Handspun yarn from our sheep – including undyed wool, a few synthetic dyes, and some experiments with cochineal and dahlia. Pretty!


August 24, 2017

Well, strawberry season is over. Even if it took me several weeks to acknowledge it here! The season was wonderful, and we enjoyed connecting with so many wonderful friends and neighbors who came to enjoy the berries.


fresh silk. each of these little filaments is awaiting its’ pollen grain. 

As fall weather eases in and the humidity dissipates, we’re loving the summer bounty. Including corn. Lots of corn. To me, corn is a miracle – how every little kernel arose simply because one little pollen grain fell on one little fresh silk – and those pollen grains just happened to germinate, and a pollen tube grew down that whole long silk until it reached the ovule. It seems so improbable that we’d get full, beautiful ears…. but we do. I will never cease to be amazed by this (delicious) miracle.

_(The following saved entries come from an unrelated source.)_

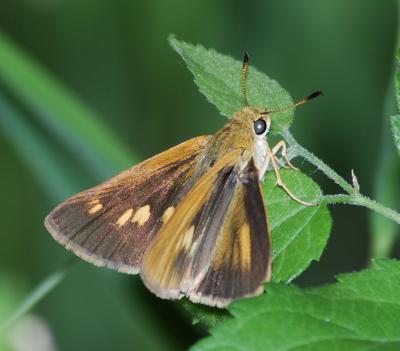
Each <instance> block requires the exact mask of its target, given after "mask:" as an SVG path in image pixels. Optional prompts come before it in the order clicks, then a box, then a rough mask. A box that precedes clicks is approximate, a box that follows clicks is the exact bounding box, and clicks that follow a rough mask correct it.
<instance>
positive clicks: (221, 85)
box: [169, 37, 293, 134]
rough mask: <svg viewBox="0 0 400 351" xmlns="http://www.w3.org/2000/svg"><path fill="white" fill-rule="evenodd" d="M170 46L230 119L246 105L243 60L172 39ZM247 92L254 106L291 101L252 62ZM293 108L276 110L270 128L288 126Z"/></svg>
mask: <svg viewBox="0 0 400 351" xmlns="http://www.w3.org/2000/svg"><path fill="white" fill-rule="evenodd" d="M169 42H170V44H171V46H172V47H173V48H174V49H175V51H176V52H177V53H178V54H179V55H180V56H181V57H182V58H183V60H184V61H185V63H186V64H187V66H188V67H189V69H190V71H191V72H192V73H193V75H194V81H195V83H196V84H197V86H198V87H199V89H200V91H201V92H202V93H203V94H204V95H205V96H206V98H207V100H208V101H209V102H211V103H212V104H214V105H215V106H216V107H217V109H218V110H219V111H220V112H221V113H222V115H224V116H226V117H228V118H230V117H232V116H233V115H234V114H235V112H237V111H240V110H242V109H243V107H244V99H243V94H242V81H241V74H242V62H241V61H238V60H235V59H233V58H232V57H230V56H226V55H222V54H220V53H218V52H216V51H214V50H212V49H211V50H207V49H205V48H204V47H202V46H200V45H197V46H193V45H191V44H188V43H185V42H183V41H179V40H177V39H175V38H174V37H170V38H169ZM246 86H247V95H248V100H249V103H250V105H251V106H257V107H260V108H268V109H269V110H272V109H277V108H281V107H285V106H288V105H290V104H292V99H291V97H290V95H289V94H288V93H287V91H286V90H285V89H283V88H282V87H281V86H280V85H279V84H278V83H277V82H276V81H275V80H273V79H271V78H269V77H267V76H266V75H265V74H264V73H261V72H260V71H258V70H257V69H256V68H254V67H253V66H251V65H250V67H249V70H248V77H247V84H246ZM292 121H293V111H292V110H291V111H287V112H282V113H279V114H278V113H277V114H276V115H274V123H273V124H272V129H271V131H272V132H273V133H274V134H276V133H280V132H282V131H283V130H284V129H288V128H289V127H290V125H291V123H292Z"/></svg>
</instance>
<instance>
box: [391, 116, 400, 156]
mask: <svg viewBox="0 0 400 351" xmlns="http://www.w3.org/2000/svg"><path fill="white" fill-rule="evenodd" d="M392 132H393V138H394V144H395V145H396V147H397V151H398V153H399V155H400V115H397V116H393V117H392Z"/></svg>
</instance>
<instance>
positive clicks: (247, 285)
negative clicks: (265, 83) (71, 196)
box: [45, 54, 321, 307]
mask: <svg viewBox="0 0 400 351" xmlns="http://www.w3.org/2000/svg"><path fill="white" fill-rule="evenodd" d="M248 64H249V59H248V55H247V54H245V56H244V60H243V68H242V90H243V97H244V102H245V107H244V108H243V109H242V110H241V111H238V112H237V113H236V114H235V115H234V116H233V117H232V118H231V119H230V120H229V121H228V122H227V123H226V124H225V125H224V126H223V127H222V129H221V130H219V131H218V132H217V133H216V134H214V135H212V136H199V137H196V138H193V139H190V140H188V141H186V142H183V143H182V144H179V145H177V146H175V147H172V148H171V149H169V150H167V151H164V152H162V153H160V154H158V155H156V156H154V157H152V158H150V159H148V160H146V161H144V162H142V163H140V164H138V165H136V166H134V167H132V168H131V169H129V170H127V171H124V172H122V173H120V174H118V175H116V176H115V177H113V178H111V179H109V180H107V181H105V182H104V183H102V184H100V185H97V186H95V187H93V188H91V189H89V190H86V191H83V192H81V193H79V194H77V195H75V196H73V197H71V198H70V199H68V200H66V201H65V202H63V203H61V204H60V205H59V206H58V207H56V208H55V209H54V210H53V211H52V212H51V213H50V214H49V215H48V216H47V217H46V219H45V226H46V228H47V229H48V231H49V232H50V234H51V235H52V236H53V237H54V239H56V240H57V241H58V242H59V243H61V244H62V245H64V246H65V247H66V248H67V249H69V250H71V251H73V252H74V253H75V254H76V255H77V256H79V257H81V258H82V259H84V260H86V261H88V262H90V263H92V264H95V265H97V266H105V267H108V268H112V269H115V270H117V271H119V272H124V273H129V274H140V276H141V278H142V280H143V282H144V284H145V285H146V286H147V288H148V289H149V290H150V291H152V292H153V293H154V294H156V295H157V296H159V297H160V298H164V299H179V298H181V297H183V296H185V297H187V298H188V299H189V300H191V301H193V302H196V303H202V304H206V305H210V306H217V307H225V306H226V305H228V304H229V303H230V302H232V301H233V300H236V299H239V298H244V297H250V296H255V295H258V294H261V293H262V292H263V285H262V283H263V282H265V281H268V280H270V279H271V239H270V229H269V225H268V216H267V210H266V207H265V200H264V198H263V193H262V191H261V187H260V184H261V181H262V179H263V176H264V174H265V173H266V171H267V170H268V169H270V168H271V169H273V171H274V172H275V175H276V179H277V185H278V186H281V187H282V188H283V189H284V190H285V191H286V192H287V193H288V194H289V196H291V197H292V198H293V199H294V200H296V201H298V202H300V203H302V204H304V205H310V204H309V203H306V202H304V201H302V200H301V199H299V198H297V197H296V196H295V195H294V194H293V193H292V192H291V191H290V190H289V189H288V188H287V187H286V185H285V183H284V182H283V181H282V178H281V176H280V172H279V167H280V165H281V164H282V162H284V166H285V167H291V168H294V169H296V168H295V167H294V166H293V165H292V164H291V163H290V161H289V159H288V157H287V154H286V143H285V142H284V141H280V142H279V143H278V144H276V145H275V146H274V147H272V148H271V147H270V146H269V144H268V141H267V135H268V133H269V131H270V128H271V123H272V119H271V114H273V113H275V112H281V111H284V110H287V109H290V108H295V107H297V106H299V105H302V104H304V103H305V102H306V101H308V100H310V99H313V98H315V97H317V96H319V95H321V92H315V93H313V94H311V95H309V96H308V97H306V98H304V99H302V100H300V101H299V102H297V103H296V104H293V105H291V106H289V107H287V108H284V109H279V110H273V111H268V110H265V109H262V108H256V107H250V106H249V104H248V101H247V95H246V76H247V70H248ZM279 153H280V155H281V158H278V156H277V155H278V154H279Z"/></svg>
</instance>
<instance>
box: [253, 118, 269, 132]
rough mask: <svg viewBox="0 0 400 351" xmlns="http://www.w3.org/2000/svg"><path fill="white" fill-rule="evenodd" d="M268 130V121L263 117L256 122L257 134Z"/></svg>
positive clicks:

Also, peaches. We planted three little peach trees just after we started our farm, 2010. Since then, various events have conspired to prevent us from having peaches: trees too young, late season frost, winter cold temperatures. Seven years later, we finally have a crop!!! Even better, my planning to have varieties that span from early to late has worked out – and we have been (and will be) in continuous peaches from late July through mid September. Another delicious miracle!